Se encontraba sentada en la azotea del edificio de las teñidoras, había subido ahí con una escalera de mano y el viento había sido los brazos de los que carecía para subir su inmenso vestido listado.

Ante ella se extendía todo el Lado Equivocado de la Ciudad, las casas, las altas construcciones, las torres y los puentes, los balcones y los multifamiliares, todo cubierto por su aparentemente interminable traje multicolor, era como un mar en calma, de olas orladas de rojos, morados, verdes, lavandas...bajaban los hálitos de aire y levantaban un poco el magnífico discurso de Mirna, haciendo que el brillante amarillo hiciera las veces de espuma.

 

Nyx y las demás teñidoras habían despertado por el murmullo general que se levantaba como un zumbido por toda la ciudad, buscaron en vano a Mirna, llamándola por todo el edificio.

Salieron a la calle en tropel, emitiendo un único jadeo reverente al levantar los ojos al cielo y comprender.

Mirna saboreó su momento un instante más, luego extrajo de un bolsillo en su camisa sus tijeras, afiladas incluso más que sus agujas.
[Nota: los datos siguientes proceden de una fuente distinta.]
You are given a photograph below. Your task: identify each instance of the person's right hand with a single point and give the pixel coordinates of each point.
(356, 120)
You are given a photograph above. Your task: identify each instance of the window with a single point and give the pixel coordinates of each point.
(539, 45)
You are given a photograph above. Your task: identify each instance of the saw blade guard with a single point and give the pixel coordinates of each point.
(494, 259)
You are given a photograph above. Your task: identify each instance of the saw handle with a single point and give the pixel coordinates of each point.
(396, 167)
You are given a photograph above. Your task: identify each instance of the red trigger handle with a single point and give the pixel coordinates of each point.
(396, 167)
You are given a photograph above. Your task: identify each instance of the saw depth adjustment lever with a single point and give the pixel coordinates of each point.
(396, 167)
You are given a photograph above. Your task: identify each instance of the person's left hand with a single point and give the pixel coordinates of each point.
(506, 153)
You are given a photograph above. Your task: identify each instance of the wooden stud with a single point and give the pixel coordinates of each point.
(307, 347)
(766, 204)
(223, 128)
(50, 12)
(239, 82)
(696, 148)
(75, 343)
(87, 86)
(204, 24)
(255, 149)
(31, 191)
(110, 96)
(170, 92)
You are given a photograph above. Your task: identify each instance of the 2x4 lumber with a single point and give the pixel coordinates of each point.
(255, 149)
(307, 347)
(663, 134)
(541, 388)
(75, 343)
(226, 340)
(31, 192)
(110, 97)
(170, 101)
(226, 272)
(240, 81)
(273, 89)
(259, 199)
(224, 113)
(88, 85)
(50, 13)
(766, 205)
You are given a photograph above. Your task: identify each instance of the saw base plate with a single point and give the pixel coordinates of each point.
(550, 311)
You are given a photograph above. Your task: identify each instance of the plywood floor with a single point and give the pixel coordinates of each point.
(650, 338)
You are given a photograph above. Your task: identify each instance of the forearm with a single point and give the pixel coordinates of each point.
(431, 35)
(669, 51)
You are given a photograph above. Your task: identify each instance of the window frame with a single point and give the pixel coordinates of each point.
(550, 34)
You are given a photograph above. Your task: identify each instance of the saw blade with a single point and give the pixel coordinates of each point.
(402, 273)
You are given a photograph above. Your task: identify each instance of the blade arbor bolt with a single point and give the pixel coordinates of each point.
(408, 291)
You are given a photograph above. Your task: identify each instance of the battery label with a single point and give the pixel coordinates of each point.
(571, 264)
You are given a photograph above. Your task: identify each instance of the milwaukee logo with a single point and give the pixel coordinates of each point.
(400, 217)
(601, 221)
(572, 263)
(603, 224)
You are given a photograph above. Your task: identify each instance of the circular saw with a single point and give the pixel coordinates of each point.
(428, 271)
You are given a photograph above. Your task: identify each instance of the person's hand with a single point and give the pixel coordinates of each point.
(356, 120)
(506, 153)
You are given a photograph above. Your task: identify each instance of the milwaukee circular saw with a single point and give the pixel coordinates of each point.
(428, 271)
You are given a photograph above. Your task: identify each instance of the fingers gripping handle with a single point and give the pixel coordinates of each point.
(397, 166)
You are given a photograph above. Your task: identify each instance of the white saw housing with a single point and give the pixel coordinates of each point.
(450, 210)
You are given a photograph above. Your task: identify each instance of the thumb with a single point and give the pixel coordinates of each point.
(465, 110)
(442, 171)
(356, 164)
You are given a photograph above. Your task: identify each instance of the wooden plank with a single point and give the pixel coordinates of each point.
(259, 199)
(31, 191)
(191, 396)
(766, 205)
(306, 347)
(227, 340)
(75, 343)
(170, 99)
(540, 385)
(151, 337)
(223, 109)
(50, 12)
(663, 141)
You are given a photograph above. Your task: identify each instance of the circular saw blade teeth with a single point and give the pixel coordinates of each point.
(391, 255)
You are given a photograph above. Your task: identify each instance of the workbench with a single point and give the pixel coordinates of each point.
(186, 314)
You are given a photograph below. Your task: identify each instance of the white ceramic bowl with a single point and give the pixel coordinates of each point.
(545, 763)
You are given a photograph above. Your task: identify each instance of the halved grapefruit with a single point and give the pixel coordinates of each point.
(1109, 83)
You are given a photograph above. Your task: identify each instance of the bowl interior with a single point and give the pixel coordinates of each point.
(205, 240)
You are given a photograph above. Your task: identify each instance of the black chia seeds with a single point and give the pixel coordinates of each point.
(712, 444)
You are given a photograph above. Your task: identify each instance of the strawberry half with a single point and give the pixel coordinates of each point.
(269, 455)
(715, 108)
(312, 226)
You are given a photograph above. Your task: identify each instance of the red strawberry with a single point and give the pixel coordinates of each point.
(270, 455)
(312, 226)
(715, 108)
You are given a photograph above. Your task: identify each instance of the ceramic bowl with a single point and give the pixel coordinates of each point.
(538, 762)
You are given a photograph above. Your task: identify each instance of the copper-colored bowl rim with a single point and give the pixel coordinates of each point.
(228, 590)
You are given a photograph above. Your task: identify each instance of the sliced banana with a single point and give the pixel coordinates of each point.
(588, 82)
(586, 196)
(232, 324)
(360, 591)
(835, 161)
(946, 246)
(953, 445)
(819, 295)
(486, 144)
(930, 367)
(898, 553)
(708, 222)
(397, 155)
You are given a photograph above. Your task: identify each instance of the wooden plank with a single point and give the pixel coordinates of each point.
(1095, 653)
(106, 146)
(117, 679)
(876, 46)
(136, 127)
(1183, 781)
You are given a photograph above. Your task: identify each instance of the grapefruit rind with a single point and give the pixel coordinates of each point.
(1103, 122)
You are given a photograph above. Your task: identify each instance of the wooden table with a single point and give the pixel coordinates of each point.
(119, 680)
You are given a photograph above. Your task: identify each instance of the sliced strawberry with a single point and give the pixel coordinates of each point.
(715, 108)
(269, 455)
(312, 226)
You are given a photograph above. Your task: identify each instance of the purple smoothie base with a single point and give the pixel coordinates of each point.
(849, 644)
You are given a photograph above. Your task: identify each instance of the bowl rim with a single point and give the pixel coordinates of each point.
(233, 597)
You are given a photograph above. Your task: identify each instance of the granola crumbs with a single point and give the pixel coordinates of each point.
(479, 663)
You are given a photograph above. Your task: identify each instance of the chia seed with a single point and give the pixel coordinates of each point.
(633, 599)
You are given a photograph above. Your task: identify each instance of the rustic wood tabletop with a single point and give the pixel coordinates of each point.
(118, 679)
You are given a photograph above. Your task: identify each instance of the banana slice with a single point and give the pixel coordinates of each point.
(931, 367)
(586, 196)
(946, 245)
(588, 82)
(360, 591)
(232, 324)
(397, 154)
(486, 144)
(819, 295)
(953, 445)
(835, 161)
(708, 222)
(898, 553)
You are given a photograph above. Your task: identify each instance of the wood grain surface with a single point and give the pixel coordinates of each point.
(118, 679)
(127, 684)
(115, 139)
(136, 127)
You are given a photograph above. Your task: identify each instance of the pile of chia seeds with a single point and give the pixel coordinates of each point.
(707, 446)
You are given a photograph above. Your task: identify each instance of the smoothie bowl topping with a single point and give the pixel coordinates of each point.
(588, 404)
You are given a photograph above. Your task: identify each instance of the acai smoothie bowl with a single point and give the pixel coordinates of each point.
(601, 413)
Era hora de bajar, cortó sin cuidado el vestido hasta la altura normal, se irguió sobre la ciudad y luego bajó por las escaleras de mano.

 

Dejaría el vestido arriba, ¿ Hasta cuando ? Hasta que cayera hecho jirones, y cada persona pudiera llevarse un trozo de él.

 

Mirna de Ciglia estaba en silencio.

 

Los viejos entre los mas viejos, casi ciegos y desdentados, murmuraban en sus lechos:

-“ Regenbogen, regenbogen ”- murmuraban con los ojos fijos en las ventanas

-¿ Que dice el tatarabuelo ?- preguntaban los niños.

-“ No lo sabemos ”- respondían los padres, tan perplejos como sus hijos.

 

El Güicho hubiera podido decirles, era la antigua palabra para arcoiris.